Lynch rightly followed the law’s original public meaning and respected our separation of powers. Yet in Monday’s 6-3 decision, the Supreme Court did not.

Further, the opinion, which raises more questions than it answers, will result in numerous disputes between lower courts on the meaning of “sex” in other laws.

If Congress had chosen to make gender identity a protected status, legislators would have at least had the opportunity to carefully tailor such a law to ensure it did not hurt other interests, such as fairness in women’s sports, religious freedom, freedom of speech, and more. But instead, the Supreme Court redefined “sex” in the courtroom where these nuances cannot be addressed, and lower courts are left to guess on the many important legal questions that result.

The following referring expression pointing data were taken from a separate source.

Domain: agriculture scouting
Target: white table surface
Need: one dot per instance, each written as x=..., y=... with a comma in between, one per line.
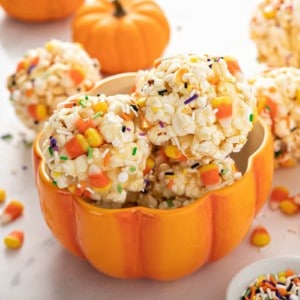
x=42, y=269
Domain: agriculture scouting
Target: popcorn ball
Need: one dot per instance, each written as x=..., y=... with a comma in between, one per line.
x=94, y=147
x=275, y=30
x=175, y=184
x=48, y=75
x=278, y=94
x=203, y=105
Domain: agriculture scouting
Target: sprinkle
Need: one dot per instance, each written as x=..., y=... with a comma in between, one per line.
x=2, y=195
x=82, y=103
x=195, y=165
x=132, y=169
x=90, y=152
x=134, y=150
x=170, y=202
x=6, y=137
x=162, y=92
x=192, y=98
x=14, y=240
x=123, y=177
x=119, y=188
x=134, y=107
x=50, y=150
x=169, y=173
x=97, y=115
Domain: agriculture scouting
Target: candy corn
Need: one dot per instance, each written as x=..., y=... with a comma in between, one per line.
x=14, y=240
x=76, y=146
x=13, y=210
x=260, y=237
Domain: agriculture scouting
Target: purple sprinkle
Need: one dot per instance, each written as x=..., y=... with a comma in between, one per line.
x=30, y=68
x=53, y=143
x=192, y=98
x=161, y=124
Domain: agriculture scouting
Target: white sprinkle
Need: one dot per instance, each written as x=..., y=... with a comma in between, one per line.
x=63, y=132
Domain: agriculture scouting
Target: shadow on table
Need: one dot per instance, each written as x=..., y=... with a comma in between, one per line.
x=30, y=35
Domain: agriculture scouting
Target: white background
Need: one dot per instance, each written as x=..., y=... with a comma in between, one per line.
x=42, y=269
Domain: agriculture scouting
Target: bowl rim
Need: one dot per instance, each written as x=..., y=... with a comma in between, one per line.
x=239, y=282
x=46, y=179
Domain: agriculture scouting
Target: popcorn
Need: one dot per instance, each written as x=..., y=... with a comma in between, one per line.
x=48, y=75
x=201, y=104
x=274, y=28
x=278, y=92
x=102, y=161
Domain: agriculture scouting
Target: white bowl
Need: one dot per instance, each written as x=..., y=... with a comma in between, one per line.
x=265, y=266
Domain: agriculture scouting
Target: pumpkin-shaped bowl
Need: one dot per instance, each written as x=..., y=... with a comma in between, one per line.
x=139, y=242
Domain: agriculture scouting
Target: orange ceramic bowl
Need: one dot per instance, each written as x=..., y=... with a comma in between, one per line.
x=141, y=242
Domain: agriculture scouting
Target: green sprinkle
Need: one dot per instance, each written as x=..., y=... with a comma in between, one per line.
x=119, y=188
x=82, y=103
x=50, y=150
x=98, y=114
x=90, y=152
x=132, y=169
x=6, y=137
x=134, y=151
x=170, y=202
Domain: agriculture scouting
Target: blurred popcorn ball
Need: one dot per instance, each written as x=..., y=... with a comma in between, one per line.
x=278, y=94
x=48, y=75
x=275, y=29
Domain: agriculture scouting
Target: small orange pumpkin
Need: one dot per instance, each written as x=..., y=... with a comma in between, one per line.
x=139, y=242
x=125, y=35
x=40, y=10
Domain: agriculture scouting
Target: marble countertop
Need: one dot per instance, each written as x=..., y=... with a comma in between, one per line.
x=42, y=268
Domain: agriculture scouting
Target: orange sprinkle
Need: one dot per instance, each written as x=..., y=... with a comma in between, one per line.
x=14, y=240
x=170, y=183
x=76, y=75
x=83, y=124
x=37, y=111
x=209, y=175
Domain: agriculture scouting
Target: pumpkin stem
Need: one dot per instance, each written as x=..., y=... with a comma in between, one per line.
x=119, y=10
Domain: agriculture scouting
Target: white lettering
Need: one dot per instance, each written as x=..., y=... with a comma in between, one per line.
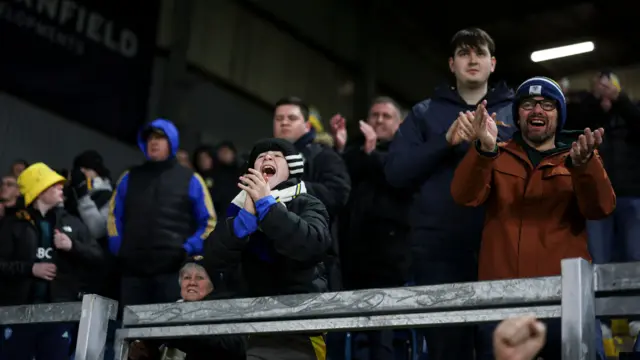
x=93, y=27
x=128, y=43
x=44, y=253
x=50, y=6
x=89, y=24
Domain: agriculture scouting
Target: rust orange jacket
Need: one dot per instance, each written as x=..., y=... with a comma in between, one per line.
x=536, y=216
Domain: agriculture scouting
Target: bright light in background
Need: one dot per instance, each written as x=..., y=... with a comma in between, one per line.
x=562, y=51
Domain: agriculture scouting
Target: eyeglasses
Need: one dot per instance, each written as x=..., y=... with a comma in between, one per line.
x=530, y=104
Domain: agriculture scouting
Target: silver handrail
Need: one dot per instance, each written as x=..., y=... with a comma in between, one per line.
x=571, y=296
x=93, y=313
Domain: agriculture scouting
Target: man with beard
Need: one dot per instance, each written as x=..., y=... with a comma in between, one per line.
x=539, y=189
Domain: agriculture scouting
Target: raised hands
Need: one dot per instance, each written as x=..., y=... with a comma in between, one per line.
x=255, y=184
x=461, y=129
x=485, y=128
x=582, y=149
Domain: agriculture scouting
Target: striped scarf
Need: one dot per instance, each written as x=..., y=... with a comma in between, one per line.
x=282, y=196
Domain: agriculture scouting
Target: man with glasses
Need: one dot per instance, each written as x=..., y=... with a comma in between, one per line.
x=539, y=190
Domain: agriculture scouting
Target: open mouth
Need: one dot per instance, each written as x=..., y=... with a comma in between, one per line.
x=537, y=123
x=269, y=170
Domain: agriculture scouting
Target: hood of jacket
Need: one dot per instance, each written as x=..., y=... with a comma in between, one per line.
x=497, y=94
x=168, y=128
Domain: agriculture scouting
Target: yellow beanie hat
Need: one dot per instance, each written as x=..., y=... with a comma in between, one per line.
x=35, y=179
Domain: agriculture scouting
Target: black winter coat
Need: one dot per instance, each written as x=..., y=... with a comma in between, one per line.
x=280, y=258
x=19, y=241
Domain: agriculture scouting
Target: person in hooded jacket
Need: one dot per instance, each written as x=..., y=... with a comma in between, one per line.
x=219, y=168
x=43, y=251
x=445, y=236
x=540, y=188
x=161, y=213
x=278, y=234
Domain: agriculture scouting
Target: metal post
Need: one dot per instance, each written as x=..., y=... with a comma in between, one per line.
x=94, y=320
x=578, y=310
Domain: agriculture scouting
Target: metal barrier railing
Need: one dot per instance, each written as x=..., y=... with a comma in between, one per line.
x=93, y=313
x=577, y=296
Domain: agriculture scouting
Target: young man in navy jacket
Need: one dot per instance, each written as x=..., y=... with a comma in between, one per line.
x=424, y=154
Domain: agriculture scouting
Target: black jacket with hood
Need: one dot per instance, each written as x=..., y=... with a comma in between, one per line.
x=421, y=159
x=282, y=256
x=19, y=242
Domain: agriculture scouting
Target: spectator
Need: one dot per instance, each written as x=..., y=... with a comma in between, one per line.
x=91, y=189
x=539, y=189
x=325, y=173
x=18, y=167
x=161, y=213
x=278, y=234
x=424, y=154
x=9, y=194
x=373, y=228
x=614, y=239
x=195, y=285
x=220, y=170
x=43, y=251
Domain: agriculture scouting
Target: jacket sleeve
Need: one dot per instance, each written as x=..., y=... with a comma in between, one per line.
x=224, y=248
x=471, y=184
x=85, y=248
x=593, y=189
x=204, y=215
x=415, y=154
x=94, y=217
x=116, y=212
x=8, y=267
x=332, y=184
x=302, y=237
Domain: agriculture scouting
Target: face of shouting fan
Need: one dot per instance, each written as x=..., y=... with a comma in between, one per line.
x=273, y=166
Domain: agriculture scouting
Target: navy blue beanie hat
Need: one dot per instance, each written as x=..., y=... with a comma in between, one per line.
x=545, y=87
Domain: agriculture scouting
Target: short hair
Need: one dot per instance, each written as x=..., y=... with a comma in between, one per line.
x=473, y=38
x=387, y=100
x=296, y=101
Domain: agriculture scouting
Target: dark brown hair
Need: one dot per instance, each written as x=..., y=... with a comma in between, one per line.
x=473, y=38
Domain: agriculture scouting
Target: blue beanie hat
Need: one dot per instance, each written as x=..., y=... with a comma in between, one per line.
x=545, y=87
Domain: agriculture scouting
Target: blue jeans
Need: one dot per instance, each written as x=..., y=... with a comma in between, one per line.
x=552, y=349
x=616, y=238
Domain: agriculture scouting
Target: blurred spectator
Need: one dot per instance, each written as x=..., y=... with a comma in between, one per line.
x=374, y=229
x=325, y=173
x=615, y=238
x=183, y=158
x=220, y=169
x=43, y=251
x=91, y=189
x=277, y=234
x=161, y=213
x=195, y=285
x=18, y=167
x=424, y=154
x=9, y=194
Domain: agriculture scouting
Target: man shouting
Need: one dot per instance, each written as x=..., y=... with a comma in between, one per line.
x=539, y=188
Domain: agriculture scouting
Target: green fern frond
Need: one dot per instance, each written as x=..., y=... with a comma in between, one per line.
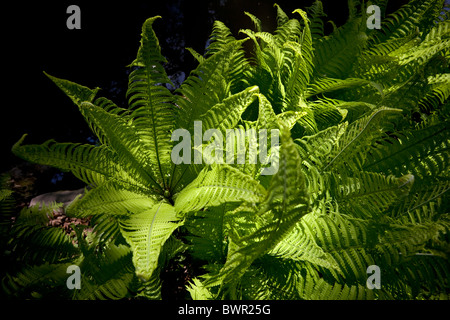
x=108, y=198
x=285, y=204
x=218, y=184
x=420, y=152
x=146, y=233
x=152, y=103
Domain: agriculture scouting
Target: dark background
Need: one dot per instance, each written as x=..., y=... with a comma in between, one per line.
x=36, y=39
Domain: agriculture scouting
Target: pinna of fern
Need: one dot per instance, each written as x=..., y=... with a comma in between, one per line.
x=130, y=172
x=370, y=190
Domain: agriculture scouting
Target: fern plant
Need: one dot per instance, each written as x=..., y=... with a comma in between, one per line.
x=361, y=180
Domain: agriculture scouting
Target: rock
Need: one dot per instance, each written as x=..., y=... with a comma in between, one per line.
x=64, y=197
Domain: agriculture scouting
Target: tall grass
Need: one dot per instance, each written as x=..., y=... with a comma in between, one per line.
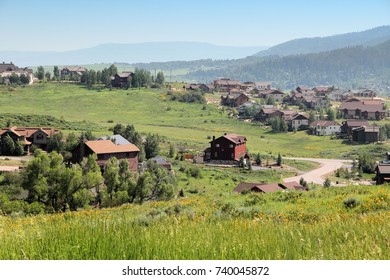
x=202, y=228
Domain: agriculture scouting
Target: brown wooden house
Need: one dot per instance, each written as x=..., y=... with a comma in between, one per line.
x=122, y=80
x=229, y=147
x=234, y=99
x=105, y=149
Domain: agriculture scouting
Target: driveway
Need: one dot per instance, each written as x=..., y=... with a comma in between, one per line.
x=316, y=176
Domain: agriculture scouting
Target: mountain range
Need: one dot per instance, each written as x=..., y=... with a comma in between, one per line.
x=129, y=53
x=189, y=51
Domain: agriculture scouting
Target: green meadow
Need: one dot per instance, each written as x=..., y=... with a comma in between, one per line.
x=188, y=125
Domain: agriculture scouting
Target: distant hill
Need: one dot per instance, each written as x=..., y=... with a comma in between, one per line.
x=320, y=44
x=348, y=67
x=130, y=53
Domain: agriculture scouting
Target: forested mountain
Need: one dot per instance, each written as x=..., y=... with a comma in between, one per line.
x=320, y=44
x=346, y=67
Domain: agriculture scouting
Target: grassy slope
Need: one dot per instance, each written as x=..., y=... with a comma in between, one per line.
x=149, y=111
x=312, y=225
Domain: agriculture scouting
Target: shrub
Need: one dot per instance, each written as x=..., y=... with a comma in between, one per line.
x=350, y=202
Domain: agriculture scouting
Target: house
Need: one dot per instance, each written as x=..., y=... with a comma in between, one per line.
x=277, y=95
x=369, y=109
x=229, y=147
x=122, y=80
x=116, y=139
x=348, y=125
x=226, y=85
x=37, y=136
x=324, y=128
x=267, y=188
x=72, y=72
x=296, y=121
x=312, y=102
x=365, y=134
x=105, y=149
x=234, y=99
x=322, y=90
x=9, y=69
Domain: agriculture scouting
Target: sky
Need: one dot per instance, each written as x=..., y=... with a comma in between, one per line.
x=43, y=25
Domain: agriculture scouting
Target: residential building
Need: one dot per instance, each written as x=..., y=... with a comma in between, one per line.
x=105, y=149
x=229, y=147
x=369, y=109
x=234, y=99
x=122, y=80
x=72, y=72
x=226, y=85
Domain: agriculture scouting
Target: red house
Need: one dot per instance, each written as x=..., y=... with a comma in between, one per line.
x=229, y=147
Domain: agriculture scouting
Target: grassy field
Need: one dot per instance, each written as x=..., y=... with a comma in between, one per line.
x=312, y=225
x=188, y=125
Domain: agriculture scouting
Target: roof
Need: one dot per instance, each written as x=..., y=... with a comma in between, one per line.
x=356, y=123
x=118, y=139
x=107, y=147
x=235, y=138
x=75, y=68
x=8, y=67
x=292, y=186
x=363, y=105
x=384, y=168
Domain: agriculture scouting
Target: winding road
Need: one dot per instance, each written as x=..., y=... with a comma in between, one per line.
x=316, y=176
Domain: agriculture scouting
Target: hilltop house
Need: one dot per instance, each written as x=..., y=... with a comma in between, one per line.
x=369, y=109
x=234, y=99
x=28, y=136
x=122, y=80
x=324, y=128
x=226, y=85
x=105, y=149
x=229, y=147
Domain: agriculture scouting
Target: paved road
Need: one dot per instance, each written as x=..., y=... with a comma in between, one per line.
x=316, y=176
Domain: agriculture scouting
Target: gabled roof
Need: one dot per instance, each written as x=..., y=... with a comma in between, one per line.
x=355, y=123
x=118, y=139
x=235, y=138
x=383, y=168
x=107, y=147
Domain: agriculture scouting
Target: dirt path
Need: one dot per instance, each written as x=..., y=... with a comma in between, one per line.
x=316, y=176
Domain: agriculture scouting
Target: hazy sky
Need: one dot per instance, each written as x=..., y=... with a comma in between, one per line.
x=74, y=24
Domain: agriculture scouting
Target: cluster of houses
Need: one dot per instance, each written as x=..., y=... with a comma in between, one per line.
x=357, y=106
x=9, y=69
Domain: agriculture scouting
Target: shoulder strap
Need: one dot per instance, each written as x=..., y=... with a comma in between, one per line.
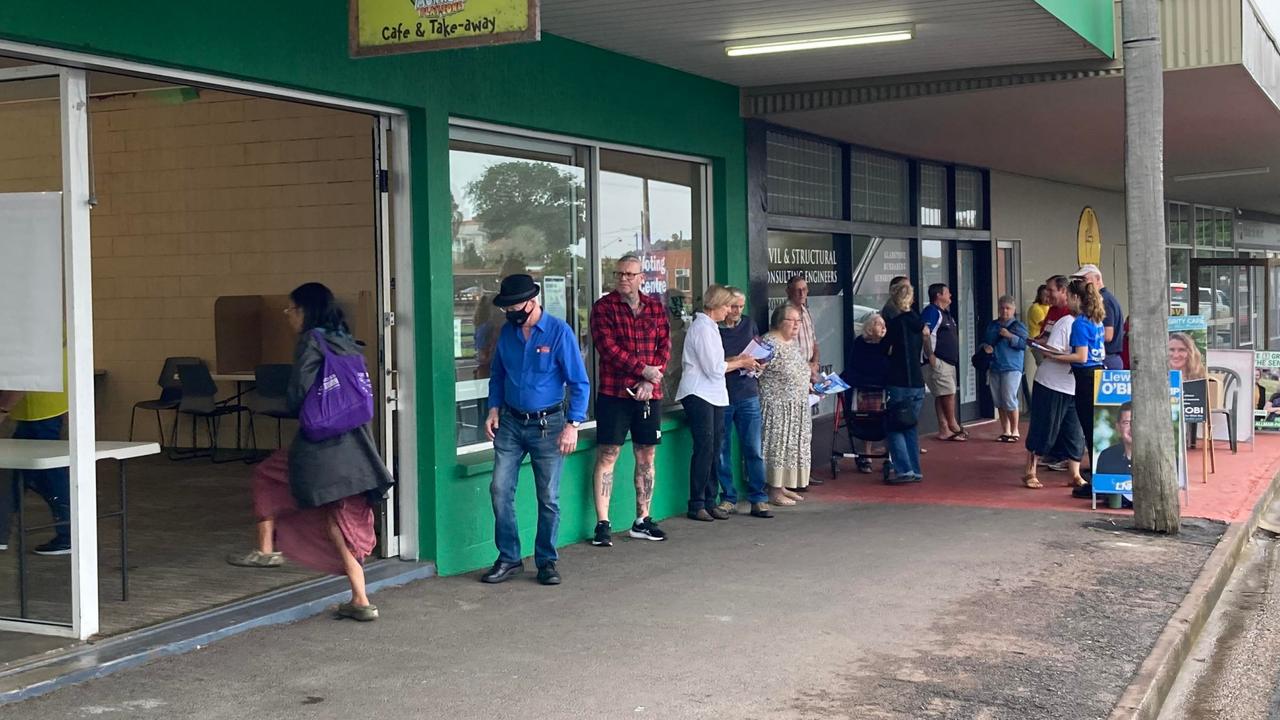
x=320, y=340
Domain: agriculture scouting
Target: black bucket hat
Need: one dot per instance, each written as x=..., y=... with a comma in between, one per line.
x=516, y=290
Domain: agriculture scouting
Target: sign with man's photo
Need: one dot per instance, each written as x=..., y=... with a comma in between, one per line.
x=1112, y=432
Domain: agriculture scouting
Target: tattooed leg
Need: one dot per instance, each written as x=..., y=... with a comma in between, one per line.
x=606, y=456
x=644, y=478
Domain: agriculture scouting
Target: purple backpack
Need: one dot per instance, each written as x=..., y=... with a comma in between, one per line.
x=342, y=397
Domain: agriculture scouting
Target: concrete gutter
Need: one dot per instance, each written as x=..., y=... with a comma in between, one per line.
x=112, y=655
x=1150, y=687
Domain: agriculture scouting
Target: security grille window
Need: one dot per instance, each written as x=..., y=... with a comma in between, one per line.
x=804, y=176
x=969, y=199
x=933, y=195
x=881, y=188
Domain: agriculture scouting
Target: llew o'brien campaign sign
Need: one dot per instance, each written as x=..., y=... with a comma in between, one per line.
x=382, y=27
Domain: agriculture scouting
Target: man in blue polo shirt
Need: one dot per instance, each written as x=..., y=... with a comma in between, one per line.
x=1112, y=326
x=535, y=360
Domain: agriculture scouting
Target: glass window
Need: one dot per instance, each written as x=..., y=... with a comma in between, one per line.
x=804, y=176
x=1224, y=228
x=520, y=205
x=653, y=206
x=969, y=199
x=515, y=210
x=881, y=190
x=933, y=195
x=1205, y=233
x=1178, y=223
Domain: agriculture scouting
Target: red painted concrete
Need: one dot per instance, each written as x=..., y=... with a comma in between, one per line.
x=986, y=473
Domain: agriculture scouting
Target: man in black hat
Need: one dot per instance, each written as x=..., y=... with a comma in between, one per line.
x=535, y=360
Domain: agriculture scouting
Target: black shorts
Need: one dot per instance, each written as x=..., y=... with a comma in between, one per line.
x=615, y=417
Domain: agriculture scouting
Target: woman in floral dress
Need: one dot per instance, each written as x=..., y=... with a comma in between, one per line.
x=787, y=427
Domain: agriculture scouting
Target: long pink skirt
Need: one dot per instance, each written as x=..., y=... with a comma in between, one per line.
x=302, y=533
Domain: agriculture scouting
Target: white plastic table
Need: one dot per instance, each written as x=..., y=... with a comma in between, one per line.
x=53, y=454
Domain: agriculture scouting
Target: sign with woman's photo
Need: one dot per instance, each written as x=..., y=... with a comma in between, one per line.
x=1188, y=346
x=1266, y=391
x=1112, y=432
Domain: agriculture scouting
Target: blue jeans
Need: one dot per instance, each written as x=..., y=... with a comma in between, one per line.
x=53, y=486
x=746, y=415
x=904, y=446
x=513, y=440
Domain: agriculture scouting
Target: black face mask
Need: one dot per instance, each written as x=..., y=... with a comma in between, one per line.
x=517, y=317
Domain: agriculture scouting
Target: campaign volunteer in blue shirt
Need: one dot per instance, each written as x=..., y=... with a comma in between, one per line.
x=1087, y=349
x=535, y=360
x=1112, y=322
x=1005, y=341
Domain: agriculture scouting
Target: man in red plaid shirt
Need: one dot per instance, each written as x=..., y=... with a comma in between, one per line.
x=632, y=338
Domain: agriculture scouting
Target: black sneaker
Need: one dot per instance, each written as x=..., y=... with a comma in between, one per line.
x=645, y=528
x=54, y=547
x=548, y=575
x=602, y=534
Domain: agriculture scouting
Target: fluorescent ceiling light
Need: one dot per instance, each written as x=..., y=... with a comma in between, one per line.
x=819, y=40
x=1220, y=174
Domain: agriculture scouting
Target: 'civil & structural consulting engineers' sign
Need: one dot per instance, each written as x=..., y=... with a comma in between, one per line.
x=382, y=27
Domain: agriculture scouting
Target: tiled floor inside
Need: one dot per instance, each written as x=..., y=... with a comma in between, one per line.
x=184, y=518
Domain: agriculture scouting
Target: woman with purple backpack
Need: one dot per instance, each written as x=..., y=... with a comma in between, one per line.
x=323, y=490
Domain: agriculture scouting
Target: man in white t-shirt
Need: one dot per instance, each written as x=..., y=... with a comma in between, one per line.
x=1054, y=418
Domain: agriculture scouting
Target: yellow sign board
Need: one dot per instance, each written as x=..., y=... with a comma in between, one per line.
x=383, y=27
x=1088, y=238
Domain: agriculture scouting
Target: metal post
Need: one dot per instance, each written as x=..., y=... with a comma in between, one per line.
x=1155, y=481
x=78, y=288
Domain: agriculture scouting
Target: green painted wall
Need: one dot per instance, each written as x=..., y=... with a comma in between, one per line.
x=1091, y=19
x=554, y=85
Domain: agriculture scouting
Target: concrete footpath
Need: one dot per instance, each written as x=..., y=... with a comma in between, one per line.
x=831, y=610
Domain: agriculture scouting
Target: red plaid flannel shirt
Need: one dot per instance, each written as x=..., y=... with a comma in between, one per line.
x=626, y=342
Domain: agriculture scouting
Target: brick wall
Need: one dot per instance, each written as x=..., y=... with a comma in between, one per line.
x=201, y=197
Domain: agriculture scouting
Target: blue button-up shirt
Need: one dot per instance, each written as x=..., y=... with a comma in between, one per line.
x=531, y=374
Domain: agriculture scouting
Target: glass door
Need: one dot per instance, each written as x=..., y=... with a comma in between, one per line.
x=48, y=477
x=967, y=310
x=1235, y=295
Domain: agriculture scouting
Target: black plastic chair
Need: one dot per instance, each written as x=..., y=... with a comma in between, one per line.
x=170, y=396
x=1232, y=384
x=270, y=397
x=200, y=400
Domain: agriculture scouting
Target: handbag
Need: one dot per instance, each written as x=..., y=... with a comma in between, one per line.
x=342, y=397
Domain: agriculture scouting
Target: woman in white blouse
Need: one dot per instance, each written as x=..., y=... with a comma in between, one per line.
x=704, y=396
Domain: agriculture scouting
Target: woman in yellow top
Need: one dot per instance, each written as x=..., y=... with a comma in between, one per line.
x=1037, y=311
x=39, y=415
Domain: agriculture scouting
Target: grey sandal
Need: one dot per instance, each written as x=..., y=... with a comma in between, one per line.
x=360, y=613
x=256, y=559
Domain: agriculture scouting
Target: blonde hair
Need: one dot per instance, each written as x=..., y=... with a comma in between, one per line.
x=717, y=296
x=901, y=296
x=1194, y=369
x=871, y=320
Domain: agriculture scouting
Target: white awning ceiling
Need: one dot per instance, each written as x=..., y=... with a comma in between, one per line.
x=690, y=35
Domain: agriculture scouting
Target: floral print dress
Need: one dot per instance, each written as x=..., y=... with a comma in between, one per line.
x=786, y=423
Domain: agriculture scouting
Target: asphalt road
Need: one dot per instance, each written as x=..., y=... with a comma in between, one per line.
x=1233, y=673
x=827, y=611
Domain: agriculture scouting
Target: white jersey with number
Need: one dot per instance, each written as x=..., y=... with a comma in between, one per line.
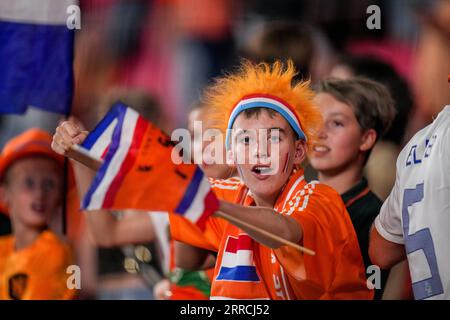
x=417, y=212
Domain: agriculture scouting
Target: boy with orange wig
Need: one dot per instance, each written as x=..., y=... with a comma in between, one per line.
x=272, y=194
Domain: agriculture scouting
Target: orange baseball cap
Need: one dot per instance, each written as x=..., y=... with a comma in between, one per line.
x=30, y=143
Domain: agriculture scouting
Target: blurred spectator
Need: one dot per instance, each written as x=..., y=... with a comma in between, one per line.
x=380, y=170
x=33, y=259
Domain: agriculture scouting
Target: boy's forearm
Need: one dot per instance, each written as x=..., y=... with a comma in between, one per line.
x=266, y=219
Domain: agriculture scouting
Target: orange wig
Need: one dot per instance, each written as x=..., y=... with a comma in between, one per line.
x=275, y=80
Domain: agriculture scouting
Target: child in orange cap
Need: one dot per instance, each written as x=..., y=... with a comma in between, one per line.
x=33, y=260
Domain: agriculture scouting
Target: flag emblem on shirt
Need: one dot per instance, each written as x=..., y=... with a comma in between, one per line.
x=237, y=261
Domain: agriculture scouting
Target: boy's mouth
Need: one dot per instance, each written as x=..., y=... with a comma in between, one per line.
x=38, y=207
x=321, y=148
x=262, y=171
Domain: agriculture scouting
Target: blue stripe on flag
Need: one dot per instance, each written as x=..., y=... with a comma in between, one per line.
x=93, y=136
x=119, y=110
x=36, y=67
x=191, y=192
x=238, y=273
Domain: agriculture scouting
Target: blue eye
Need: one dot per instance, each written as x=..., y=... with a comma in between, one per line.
x=245, y=140
x=29, y=183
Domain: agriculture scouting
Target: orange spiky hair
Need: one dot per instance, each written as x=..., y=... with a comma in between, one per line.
x=263, y=80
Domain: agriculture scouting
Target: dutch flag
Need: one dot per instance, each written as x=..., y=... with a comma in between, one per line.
x=237, y=261
x=116, y=140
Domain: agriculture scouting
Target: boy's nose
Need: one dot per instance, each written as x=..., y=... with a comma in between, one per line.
x=322, y=134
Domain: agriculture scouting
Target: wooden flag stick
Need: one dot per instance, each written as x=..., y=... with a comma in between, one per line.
x=268, y=234
x=77, y=154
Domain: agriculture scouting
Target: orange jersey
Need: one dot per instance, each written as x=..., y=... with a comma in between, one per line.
x=246, y=269
x=36, y=272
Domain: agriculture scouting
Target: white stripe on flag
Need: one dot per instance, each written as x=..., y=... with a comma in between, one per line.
x=35, y=11
x=103, y=141
x=126, y=138
x=240, y=258
x=195, y=210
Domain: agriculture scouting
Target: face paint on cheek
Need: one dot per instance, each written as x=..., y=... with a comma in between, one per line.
x=240, y=172
x=287, y=161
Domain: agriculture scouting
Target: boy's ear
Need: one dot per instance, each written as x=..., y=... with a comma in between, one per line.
x=230, y=158
x=300, y=151
x=368, y=140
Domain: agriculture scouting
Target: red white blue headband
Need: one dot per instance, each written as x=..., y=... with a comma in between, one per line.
x=265, y=101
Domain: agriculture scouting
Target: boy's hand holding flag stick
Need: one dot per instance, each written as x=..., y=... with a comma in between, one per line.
x=134, y=168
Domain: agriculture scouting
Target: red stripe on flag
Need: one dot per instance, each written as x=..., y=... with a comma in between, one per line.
x=105, y=152
x=127, y=164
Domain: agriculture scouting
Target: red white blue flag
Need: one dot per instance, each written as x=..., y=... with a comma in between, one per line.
x=138, y=171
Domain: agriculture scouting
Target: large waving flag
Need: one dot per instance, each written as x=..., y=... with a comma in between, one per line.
x=36, y=54
x=138, y=171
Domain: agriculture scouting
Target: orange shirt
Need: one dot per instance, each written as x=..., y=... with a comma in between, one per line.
x=36, y=272
x=246, y=269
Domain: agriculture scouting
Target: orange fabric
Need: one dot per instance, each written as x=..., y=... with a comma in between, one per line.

The one bright spot is that the majority’s opinion left open the possibility that the high court will still protect religious convictions and liberty. Disagreement about what it means to be male and female, or about what marriage means, is true diversity — not discrimination. The Supreme Court has previously recognized that the Constitution protects and defends that diversity.

In delivering the opinion of the court, Justice Neil Gorsuch said such questions were “for future cases.” Hopefully, in those future cases, our constitutional order will be preserved, we will be able to rely on the law as Congress wrote it, and the diversity of all will be protected and upheld.